Bumps could smooth quantum investigations
Materials theorist Boris Yakobson and his team at Rice’s George R. Brown School of Engineering have a theory that changing the contour of a layer of 2D material, thus changing the relationships between its atoms, might be simpler to do than previously thought.
While others twist 2D bilayers — two layers stacked together — of graphene and the like to change their topology, the Rice researchers suggest through computational models that growing or stamping single-layer 2D materials on a carefully designed undulating surface would achieve “an unprecedented level of control” over their magnetic and electronic properties.
They say the discovery opens a path to explore many-body effects, the interactions between multiple microscopic particles, including quantum systems.
The paper by Yakobson and two alumni, co-lead author Sunny Gupta and Henry Yu, of his lab appears in Nature Communications.
The researchers were inspired by recent discoveries that twisting or otherwise deforming 2D materials bilayers like bilayer graphene into “magic angles” induced interesting electronic and magnetic phenomena, including superconductivity.
Their models show that rather than twisting, simply stamping or growing a 2D material like hexagonal boron nitride (hBN) onto a bumpy surface naturally strains the material’s lattice, allowing it to form pseudo-electric and pseudo-magnetic fields and possibly exhibit rich physical effects similar to those found in twisted materials.
Flat hBN is an insulator, but the researchers found that straining the atoms in their model created band structures, effectively making it a semiconductor.

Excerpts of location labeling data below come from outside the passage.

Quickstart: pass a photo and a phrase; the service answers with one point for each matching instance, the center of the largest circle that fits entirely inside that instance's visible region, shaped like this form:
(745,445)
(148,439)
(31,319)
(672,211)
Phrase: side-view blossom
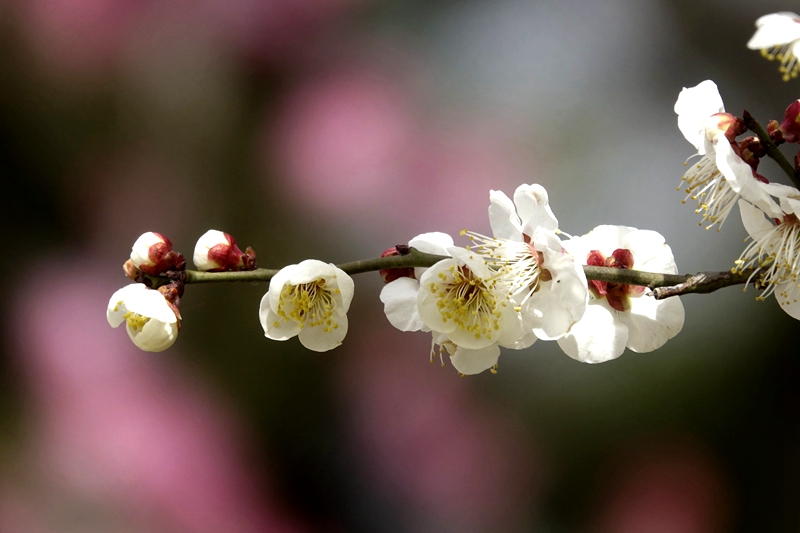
(151,253)
(546,283)
(620,315)
(310,300)
(399,296)
(151,321)
(774,252)
(778,37)
(217,251)
(720,177)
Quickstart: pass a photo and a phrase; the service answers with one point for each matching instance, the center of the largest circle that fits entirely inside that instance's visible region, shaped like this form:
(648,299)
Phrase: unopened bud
(216,251)
(724,124)
(132,272)
(151,254)
(775,133)
(751,151)
(790,127)
(391,274)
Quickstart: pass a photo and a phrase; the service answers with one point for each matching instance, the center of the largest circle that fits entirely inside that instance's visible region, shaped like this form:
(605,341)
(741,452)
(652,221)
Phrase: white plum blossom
(151,322)
(149,253)
(620,315)
(778,37)
(547,284)
(469,310)
(774,251)
(399,298)
(310,300)
(720,177)
(216,251)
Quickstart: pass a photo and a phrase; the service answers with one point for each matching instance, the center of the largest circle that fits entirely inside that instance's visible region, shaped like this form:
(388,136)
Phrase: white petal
(400,304)
(426,299)
(116,304)
(597,337)
(208,240)
(311,270)
(503,217)
(788,296)
(753,220)
(651,323)
(694,106)
(533,208)
(650,252)
(435,243)
(471,362)
(346,288)
(276,286)
(155,336)
(775,29)
(318,340)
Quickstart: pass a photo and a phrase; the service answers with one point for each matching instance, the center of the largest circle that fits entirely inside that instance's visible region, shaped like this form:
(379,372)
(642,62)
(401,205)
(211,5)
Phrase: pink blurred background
(334,130)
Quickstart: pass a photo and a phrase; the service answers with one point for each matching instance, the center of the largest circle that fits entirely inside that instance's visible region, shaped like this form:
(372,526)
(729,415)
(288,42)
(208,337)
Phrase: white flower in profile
(151,322)
(310,300)
(547,284)
(620,315)
(778,37)
(720,177)
(774,251)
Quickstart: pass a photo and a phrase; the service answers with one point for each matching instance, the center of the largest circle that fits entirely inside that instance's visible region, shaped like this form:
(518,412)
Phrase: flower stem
(772,149)
(663,285)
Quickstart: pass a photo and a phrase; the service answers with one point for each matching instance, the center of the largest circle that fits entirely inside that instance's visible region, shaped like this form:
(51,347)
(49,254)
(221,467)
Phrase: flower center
(714,195)
(776,256)
(467,300)
(308,304)
(519,263)
(617,294)
(136,322)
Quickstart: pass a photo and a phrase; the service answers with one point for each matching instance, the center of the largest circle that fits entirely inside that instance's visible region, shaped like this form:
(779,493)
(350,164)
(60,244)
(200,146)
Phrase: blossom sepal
(216,251)
(309,300)
(152,253)
(152,321)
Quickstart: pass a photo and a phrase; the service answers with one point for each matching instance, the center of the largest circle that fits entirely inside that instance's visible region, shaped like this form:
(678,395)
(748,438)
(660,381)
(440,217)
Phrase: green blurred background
(335,129)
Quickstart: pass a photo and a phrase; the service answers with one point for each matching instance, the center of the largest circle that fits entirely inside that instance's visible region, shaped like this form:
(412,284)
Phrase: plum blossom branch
(772,149)
(663,285)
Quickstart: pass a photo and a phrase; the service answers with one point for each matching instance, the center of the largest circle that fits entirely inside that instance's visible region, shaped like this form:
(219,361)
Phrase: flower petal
(651,323)
(471,362)
(400,304)
(597,337)
(533,208)
(317,339)
(503,217)
(694,106)
(775,29)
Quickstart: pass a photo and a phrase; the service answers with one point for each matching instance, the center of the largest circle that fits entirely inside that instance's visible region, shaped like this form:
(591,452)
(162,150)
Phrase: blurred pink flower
(427,444)
(126,428)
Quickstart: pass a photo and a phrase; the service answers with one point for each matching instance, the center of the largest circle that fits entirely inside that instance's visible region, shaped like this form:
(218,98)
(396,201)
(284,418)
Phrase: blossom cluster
(527,281)
(525,284)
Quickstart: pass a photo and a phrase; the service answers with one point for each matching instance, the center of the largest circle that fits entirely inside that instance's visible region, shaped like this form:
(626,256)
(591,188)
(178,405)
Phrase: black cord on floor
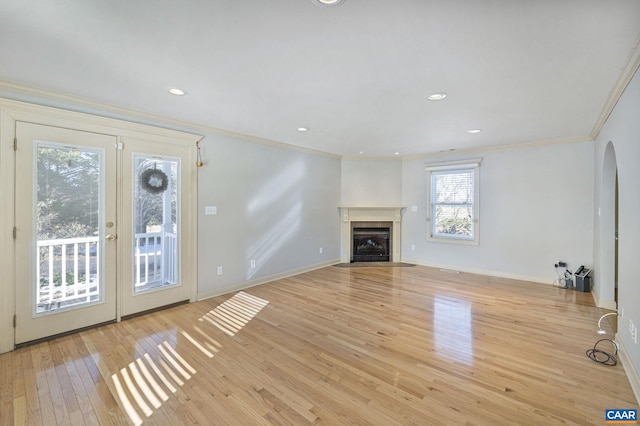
(602,357)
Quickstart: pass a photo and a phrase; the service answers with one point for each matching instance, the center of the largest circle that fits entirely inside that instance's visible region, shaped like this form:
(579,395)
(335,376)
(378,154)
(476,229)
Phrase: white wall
(371,183)
(276,206)
(535,209)
(622,129)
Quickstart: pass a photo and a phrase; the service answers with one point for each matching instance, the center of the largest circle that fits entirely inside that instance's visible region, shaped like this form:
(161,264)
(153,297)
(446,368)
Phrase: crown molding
(81,105)
(629,70)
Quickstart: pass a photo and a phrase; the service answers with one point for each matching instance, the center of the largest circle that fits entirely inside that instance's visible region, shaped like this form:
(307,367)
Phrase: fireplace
(371,245)
(371,234)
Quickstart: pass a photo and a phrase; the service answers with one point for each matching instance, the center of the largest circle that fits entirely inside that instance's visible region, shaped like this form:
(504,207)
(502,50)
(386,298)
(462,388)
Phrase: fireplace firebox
(371,245)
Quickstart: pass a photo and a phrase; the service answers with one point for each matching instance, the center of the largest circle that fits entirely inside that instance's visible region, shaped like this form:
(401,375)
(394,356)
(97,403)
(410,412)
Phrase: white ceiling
(357,76)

The advantage to their strategy, Gupta said, is that the deformation would be highly controllable through the surface bumps, as substrates could be accurately patterned using electron-beam lithography. “This will also allow one to controllably change the electronic states and quantum effects by designing substrates with different topography,” he said.
Because the charge can be manipulated to flow in one direction, the path it follows is a model for 1D systems. Yakobson said that can be used to explore properties of 1D quantum systems that can’t be accessed through twisted graphene.
“Imagine a road with a single lane such that the cars are allowed to move in only one direction,” Gupta said. “A car cannot overtake the one in front, so traffic will move only when all cars move collectively.
“This is not the case in 2D or when you have multiple lanes, where the cars — or electrons — can pass,” he said. “Like cars, electrons in a 1D system will flow collectively and not individually. This makes 1D systems special with rich, unexplored physics.”
Gupta said it would be much easier to form a bumpy substrate with an electron beam than it currently is to twist 2D bilayers of graphene or other heterostructures like hBN to less than a single degree of accuracy.
“Moreover, one can realize 1D quantum states, which are not typically accessible by twisting 2D bilayers,” he said. “This will allow for the exploration of physical effects in 1D that have remained largely elusive until now.”
Yakobson is the Karl F. Hasselmann Professor of Engineering and a professor of materials science and nanoengineering and of chemistry.
The U.S. Army Research Office (W911NF-16-1-0255) and the Office of Naval Research (N00014-18-1-2182) supported the research. Computing resources were provided by the National Science Foundation XSEDE facility.